ALBRECHT DÜRER

The Babylonian Whore

circa 1496-98
Woodcut
39.2 x 27.8 cm (15 ³/₈ x 11 inches)
monogrammed


Provenance


Reverend  J. Burleigh James (Lugt 1425)
Henry Foster Sewall (Lugt 1309)
Pierre Sentuc (Lugt 3608)

Full Description


Plate 15 from the series >The Apocalypse<
Latin text edition of 1511


Brilliantly deep black, unusually homogeneously printed impression of rare beauty.

With 7-9 mm paper margin around the framing line. In quite excellent condition.
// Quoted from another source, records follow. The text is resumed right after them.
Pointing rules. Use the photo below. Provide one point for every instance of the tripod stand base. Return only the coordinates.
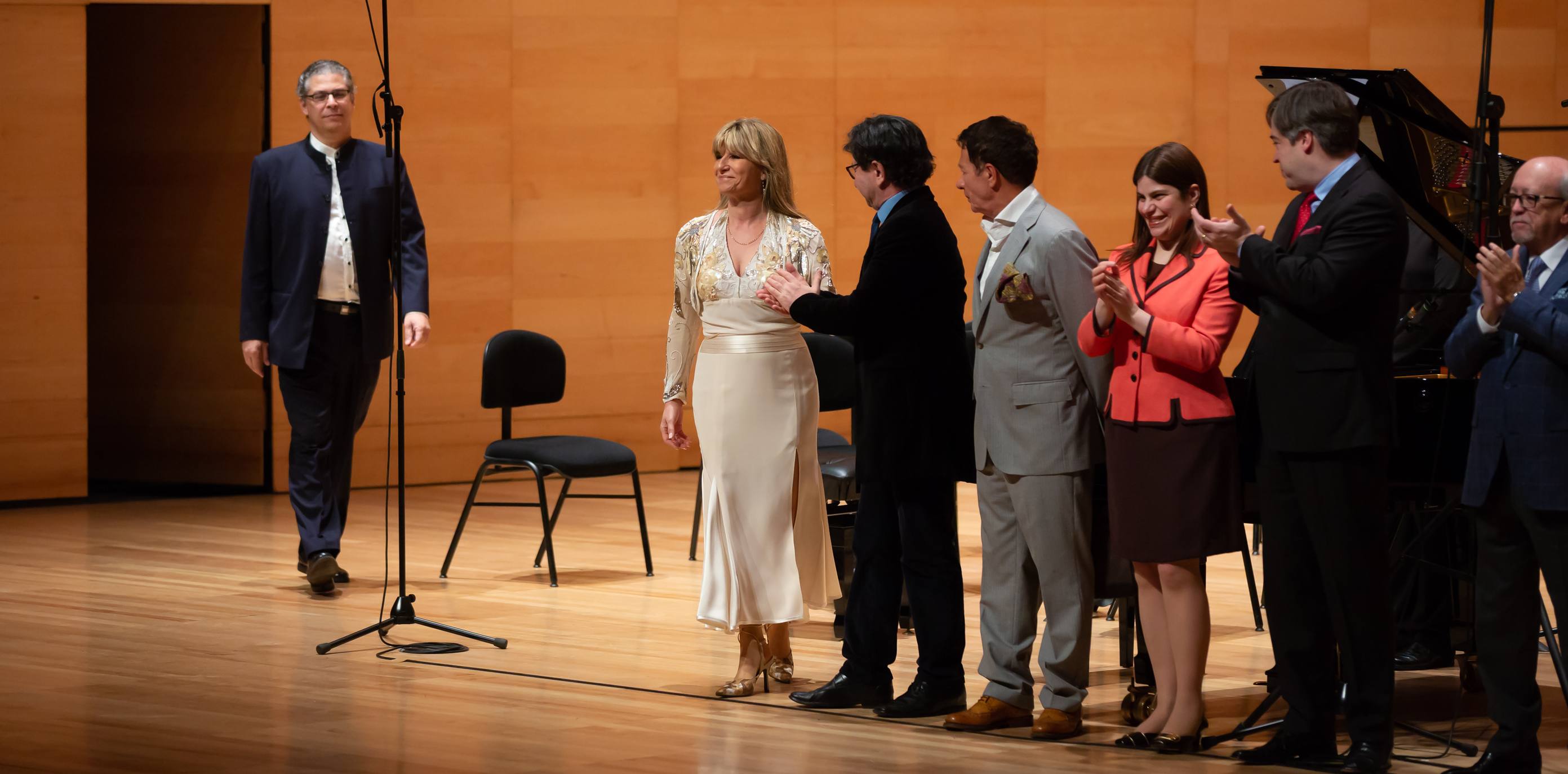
(403, 613)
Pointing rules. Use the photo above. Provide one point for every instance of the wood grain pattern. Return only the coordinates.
(43, 251)
(177, 637)
(557, 146)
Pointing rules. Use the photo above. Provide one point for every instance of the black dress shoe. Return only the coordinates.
(926, 699)
(341, 577)
(1288, 748)
(1174, 743)
(321, 568)
(842, 693)
(1136, 740)
(1490, 763)
(1421, 657)
(1366, 757)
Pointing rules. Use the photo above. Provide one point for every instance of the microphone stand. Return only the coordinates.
(393, 127)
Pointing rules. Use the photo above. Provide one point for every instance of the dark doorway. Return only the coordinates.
(176, 112)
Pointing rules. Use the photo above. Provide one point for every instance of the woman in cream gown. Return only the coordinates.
(755, 400)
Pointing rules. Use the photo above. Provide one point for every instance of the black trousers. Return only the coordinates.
(1517, 548)
(327, 403)
(1423, 596)
(1326, 570)
(905, 536)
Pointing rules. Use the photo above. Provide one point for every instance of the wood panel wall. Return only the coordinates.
(557, 146)
(43, 253)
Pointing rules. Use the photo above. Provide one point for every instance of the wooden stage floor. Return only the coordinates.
(175, 635)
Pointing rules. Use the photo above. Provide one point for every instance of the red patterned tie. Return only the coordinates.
(1305, 213)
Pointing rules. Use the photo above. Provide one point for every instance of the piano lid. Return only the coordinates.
(1416, 143)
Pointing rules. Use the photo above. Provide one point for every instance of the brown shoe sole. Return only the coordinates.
(1010, 723)
(1056, 735)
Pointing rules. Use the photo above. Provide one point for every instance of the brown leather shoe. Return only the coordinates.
(985, 715)
(1058, 724)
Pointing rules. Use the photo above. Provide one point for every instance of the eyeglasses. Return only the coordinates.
(1528, 201)
(321, 96)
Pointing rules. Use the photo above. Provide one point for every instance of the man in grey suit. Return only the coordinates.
(1037, 433)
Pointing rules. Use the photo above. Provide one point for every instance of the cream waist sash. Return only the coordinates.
(739, 344)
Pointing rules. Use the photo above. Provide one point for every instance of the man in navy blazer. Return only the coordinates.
(316, 298)
(1515, 336)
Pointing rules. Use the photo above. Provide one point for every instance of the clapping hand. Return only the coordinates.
(1499, 276)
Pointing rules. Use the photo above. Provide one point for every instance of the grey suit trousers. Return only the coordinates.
(1036, 533)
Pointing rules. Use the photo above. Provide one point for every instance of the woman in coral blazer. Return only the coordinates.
(1164, 312)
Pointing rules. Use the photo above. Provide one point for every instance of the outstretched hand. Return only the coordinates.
(1225, 234)
(786, 286)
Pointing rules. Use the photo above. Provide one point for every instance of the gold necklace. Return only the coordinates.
(744, 243)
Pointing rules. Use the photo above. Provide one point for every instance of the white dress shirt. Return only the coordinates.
(1551, 257)
(1001, 228)
(339, 279)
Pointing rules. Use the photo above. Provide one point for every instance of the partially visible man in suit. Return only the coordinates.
(1036, 436)
(316, 298)
(1515, 336)
(1326, 290)
(907, 317)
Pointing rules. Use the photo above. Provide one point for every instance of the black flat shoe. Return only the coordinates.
(321, 568)
(1421, 657)
(926, 699)
(341, 577)
(842, 693)
(1136, 740)
(1172, 745)
(1366, 757)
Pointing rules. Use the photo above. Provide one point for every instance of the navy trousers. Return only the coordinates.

According to Wölflin, the composition is the earliest sheet in the series, perhaps the beginning of the whole work lies here. That would mean that the artist was particularly attracted to this subject... For the Whore, the beautiful, alluring woman, Dürer used the drawing after a Venetian woman, which he had drawn on the spot. His imagination couldn't find a more seductive type. How often since then, until Gabriele d'Annuncio, Venice has been sung about as the city of lust! - The astonished, prejudiced crowd, to whom the seduction is directed, has been formed according to individual characters. One thinks of Signorelli's simultaneous depiction of the Antichrist in Orvieto. A monk is the only one who immediately piously fell on his knees before the whore.